Haven’t seen anything out yet, so made this over the last couple days in some spare time.
There’s 4 different feet sizes. Pick whichever you want, M3 20/15/12/8mm. It screws into the bottom without the need of a nut.
Clearance under the board is ~8mm. Enough for a NVME disk and heatsink on it (if you really want). Case top has two options.
The first one is due to the heatsink I have with a fan built in, forces it to pull in outside air, forcing it around the board, and out the bottom, making it flow over the NVME and wifi card (don’t have one yet).
The second top takes a standard 50mm fan above the CPU.
No holes for SMA jacks on the side, because no wifi yet, let alone the number needed (6/7/12/14?)
Back panel and top panel needs M2 bolts (I have a thing for hex wrench bolts), 4 each, 8 total. Size should be between 4 and 8mm. I used 6mm and they work great.
Tolerances on the ports are based on the V11 DXF sheet. Found some things didn’t match, so modified based on the board I have.
Welcome to thoughts or ideas.
Edit:
Updated version if you don’t read the thead. bpi4 case RV1.7.3mf (388.5 KB)
Are you sure M3 is the correct size? Because I measured the holes in the PCB and they are all 3mm wide (as far as accuracy on my ruler goes), which means an M3 screw wouldn’t fit properly.
Instead the better size would be an M2.5, which is also used by raspberry pi and which I also planned on ordering a box of soon.
thanks on working on case. can you take pictures on full case? how are the dimensions?
i have wifi-card, it comes with small heatsink, which dimensions do you need? i measured from top of heatsink to upper side of board 13mm, if you need the height. height on top should be at least 20mm from board surface to top cover (inside) to have enough space for debug-uart and wifi-antennas.
i would make 4 holes on left + right (6wifi + 2 for 4g/5g) and if needed later on back there can be more (if 10/14 antenna version comes). more than 4 holes on each side will not be possible to order antennas for wall mount (rj45 to down).
The best volumetric measurements you can get. Photos with a reference would be great too.
Top of the board to the inside top cover is 22mm at the moment. Wanted to keep heatsink options open and account of any of the connectors.
From the bottom side of the board to the case inside bottom is only 11mm at the moment. Wasn’t sure of the WiFi card and went with a NVME + heatsink, but this can easily be increased.
The SMA connectors have a tight fit (didn’t put in the holes yet remember) under the board, if they are the standard 6mm bulkhead SMA with pigtail.

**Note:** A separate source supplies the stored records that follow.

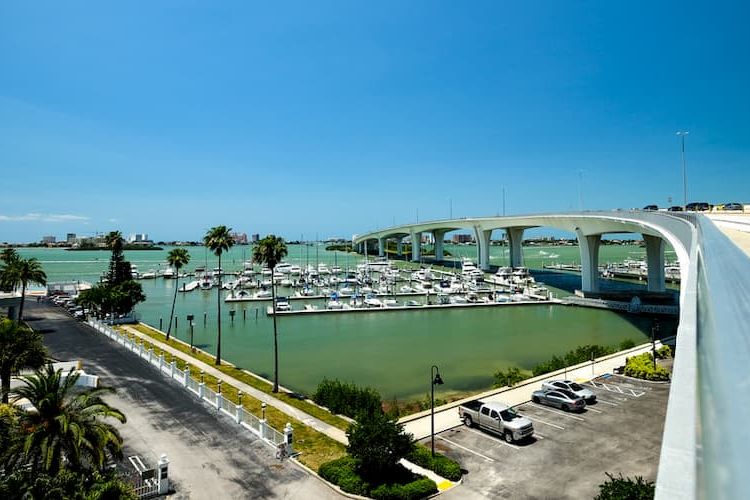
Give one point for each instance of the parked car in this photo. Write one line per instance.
(569, 385)
(698, 206)
(560, 398)
(732, 207)
(498, 418)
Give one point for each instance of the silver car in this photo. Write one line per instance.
(571, 386)
(561, 398)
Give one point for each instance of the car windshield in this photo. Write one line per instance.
(509, 414)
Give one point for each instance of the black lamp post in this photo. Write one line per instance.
(434, 380)
(190, 321)
(654, 329)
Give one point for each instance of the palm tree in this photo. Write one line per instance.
(69, 425)
(27, 271)
(219, 240)
(176, 258)
(8, 279)
(20, 348)
(270, 251)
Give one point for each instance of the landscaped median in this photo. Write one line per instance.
(315, 448)
(320, 441)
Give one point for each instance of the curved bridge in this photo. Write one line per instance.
(707, 428)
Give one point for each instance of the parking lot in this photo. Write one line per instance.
(570, 452)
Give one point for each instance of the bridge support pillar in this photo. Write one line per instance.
(416, 247)
(655, 263)
(381, 247)
(483, 247)
(515, 245)
(438, 235)
(589, 247)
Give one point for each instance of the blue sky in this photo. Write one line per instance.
(338, 117)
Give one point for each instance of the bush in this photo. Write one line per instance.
(664, 352)
(343, 472)
(619, 488)
(439, 464)
(627, 344)
(347, 399)
(510, 377)
(420, 488)
(378, 443)
(642, 366)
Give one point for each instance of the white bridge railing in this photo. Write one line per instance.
(240, 415)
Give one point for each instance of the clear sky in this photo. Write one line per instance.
(168, 117)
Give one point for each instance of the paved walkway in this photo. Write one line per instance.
(446, 416)
(317, 424)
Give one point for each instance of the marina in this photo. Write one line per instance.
(387, 351)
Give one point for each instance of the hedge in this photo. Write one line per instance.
(642, 366)
(347, 399)
(439, 464)
(343, 473)
(421, 488)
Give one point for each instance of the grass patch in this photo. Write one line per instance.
(315, 447)
(239, 374)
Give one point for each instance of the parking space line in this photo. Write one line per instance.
(485, 435)
(545, 423)
(466, 449)
(606, 402)
(559, 412)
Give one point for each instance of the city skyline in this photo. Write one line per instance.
(342, 117)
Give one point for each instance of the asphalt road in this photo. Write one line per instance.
(210, 456)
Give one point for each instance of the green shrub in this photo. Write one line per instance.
(421, 488)
(439, 464)
(664, 352)
(347, 399)
(627, 344)
(619, 488)
(510, 377)
(642, 366)
(343, 472)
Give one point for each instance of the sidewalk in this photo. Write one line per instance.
(300, 415)
(310, 421)
(446, 416)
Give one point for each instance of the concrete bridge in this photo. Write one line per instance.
(707, 430)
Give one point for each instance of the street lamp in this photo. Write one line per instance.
(654, 330)
(682, 134)
(434, 380)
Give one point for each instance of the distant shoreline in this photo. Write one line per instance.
(126, 247)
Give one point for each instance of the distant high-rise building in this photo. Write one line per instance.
(239, 238)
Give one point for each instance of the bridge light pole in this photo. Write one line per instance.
(682, 134)
(434, 380)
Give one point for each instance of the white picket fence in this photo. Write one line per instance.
(240, 415)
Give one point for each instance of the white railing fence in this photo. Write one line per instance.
(244, 418)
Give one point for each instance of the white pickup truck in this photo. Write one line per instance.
(498, 418)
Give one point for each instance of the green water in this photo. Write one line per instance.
(391, 351)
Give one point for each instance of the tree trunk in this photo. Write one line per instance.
(275, 338)
(23, 298)
(218, 318)
(5, 375)
(171, 314)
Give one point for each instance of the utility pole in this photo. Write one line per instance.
(682, 134)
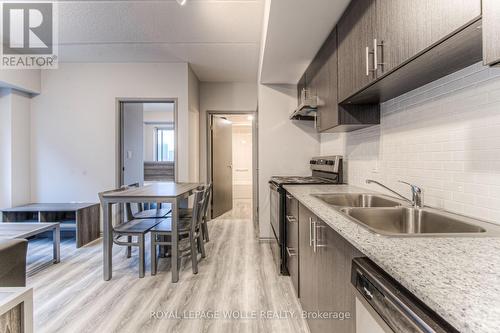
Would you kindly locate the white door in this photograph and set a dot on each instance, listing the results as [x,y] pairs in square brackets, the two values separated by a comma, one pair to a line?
[222,172]
[132,143]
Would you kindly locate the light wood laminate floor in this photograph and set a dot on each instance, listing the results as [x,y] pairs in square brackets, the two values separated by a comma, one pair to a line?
[238,275]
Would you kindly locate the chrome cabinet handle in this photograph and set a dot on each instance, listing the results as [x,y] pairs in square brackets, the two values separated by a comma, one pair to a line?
[368,293]
[310,231]
[367,55]
[291,252]
[315,239]
[316,243]
[375,54]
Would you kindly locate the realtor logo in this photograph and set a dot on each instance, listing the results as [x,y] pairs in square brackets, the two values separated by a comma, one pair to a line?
[28,35]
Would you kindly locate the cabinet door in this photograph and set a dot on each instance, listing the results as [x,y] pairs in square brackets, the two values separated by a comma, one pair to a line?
[328,115]
[292,240]
[307,263]
[491,31]
[407,27]
[355,33]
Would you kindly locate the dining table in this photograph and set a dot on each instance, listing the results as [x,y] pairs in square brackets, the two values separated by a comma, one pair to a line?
[165,192]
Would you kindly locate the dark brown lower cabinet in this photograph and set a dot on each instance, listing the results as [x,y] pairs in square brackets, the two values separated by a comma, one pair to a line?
[325,268]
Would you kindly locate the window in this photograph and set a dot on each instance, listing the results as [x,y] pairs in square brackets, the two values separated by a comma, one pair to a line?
[164,144]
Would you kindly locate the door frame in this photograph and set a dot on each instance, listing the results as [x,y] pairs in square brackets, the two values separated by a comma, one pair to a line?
[255,149]
[119,132]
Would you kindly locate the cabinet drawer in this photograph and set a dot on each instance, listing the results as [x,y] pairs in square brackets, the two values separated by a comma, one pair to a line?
[292,240]
[291,206]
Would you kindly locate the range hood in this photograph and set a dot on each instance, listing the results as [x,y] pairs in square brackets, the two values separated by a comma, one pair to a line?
[308,105]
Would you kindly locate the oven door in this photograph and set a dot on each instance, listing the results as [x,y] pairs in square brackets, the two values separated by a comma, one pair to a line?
[275,206]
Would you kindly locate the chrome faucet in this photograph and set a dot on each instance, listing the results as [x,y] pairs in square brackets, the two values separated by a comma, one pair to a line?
[417,196]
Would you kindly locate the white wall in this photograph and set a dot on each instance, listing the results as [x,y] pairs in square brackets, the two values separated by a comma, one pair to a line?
[225,96]
[5,148]
[444,136]
[194,126]
[26,80]
[74,124]
[285,146]
[14,148]
[21,149]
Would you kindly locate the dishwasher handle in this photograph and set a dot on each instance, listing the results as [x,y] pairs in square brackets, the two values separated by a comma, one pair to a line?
[401,311]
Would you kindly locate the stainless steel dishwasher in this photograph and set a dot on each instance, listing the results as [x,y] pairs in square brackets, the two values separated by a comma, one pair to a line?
[384,306]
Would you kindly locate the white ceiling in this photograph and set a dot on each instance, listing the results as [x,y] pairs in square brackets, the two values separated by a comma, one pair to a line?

On the WiFi card, not sure if it’s using IPEX or MMCX. MMCX would need more allowance to reduce bend degrees.
@frank-w I increased the distance under the board to clear the 20mm heat sink I think. Printed it out earlier today and the board slid right into place for me, so everything should be good.
I put the antennas below to make the coax routing easier to the wifi card. I’m not sure how possible it would be to have them above the board and then making the bends without exceeding the radius turn limits for most cables.
The NVMe isn’t accessible. Could probably make a snap plate or something for that.
The RJ45’s are actually nearly flush mounted. The clip doesn’t touch the case. The RJ45 block seems to be ~0.25mm offset from the other ports (sfp cages, power), otherwise it would be flush.
Sounds logical…is right/left not enough space for the cables in larger radius? But yes,compared with r3 wifi is on bottom,so it makes sense having antennas also below board.
Ok,then it was a optical illusion in first picture in previous post. Sorry for the noise.
Here’s the STL files. Issue with STL files on something like this, is 3MF each component is still individually unique. So you can include multiple components, see them assembled, but then only print out the objects you need.
About every slicing software should support a 3mf file with preview.
Enough space that you could probably fit several dozen RG174 cables, but I would be more concerned with the bend radius compressing the dielectric core and attenuation. The bulkhead connector I have there is a standard machine produced one, it’s a few cm on the heat-shrink tube.
One possibility would be to go across the top of the board to the opposing side before looping down. This would decrease any bend diameters, but making for some long runs while possibly picking up some weird EMI off the chips and power regulator. (honestly would be interesting on the effects without a RF shield in place)
Ok,then it was a optical illusion in first picture in previous post. Sorry for the noise.
hah, no problem. high contrast material, trying to use my magnifying loop light, and a cell phone for pics, it’s bound to lead to weird pictures.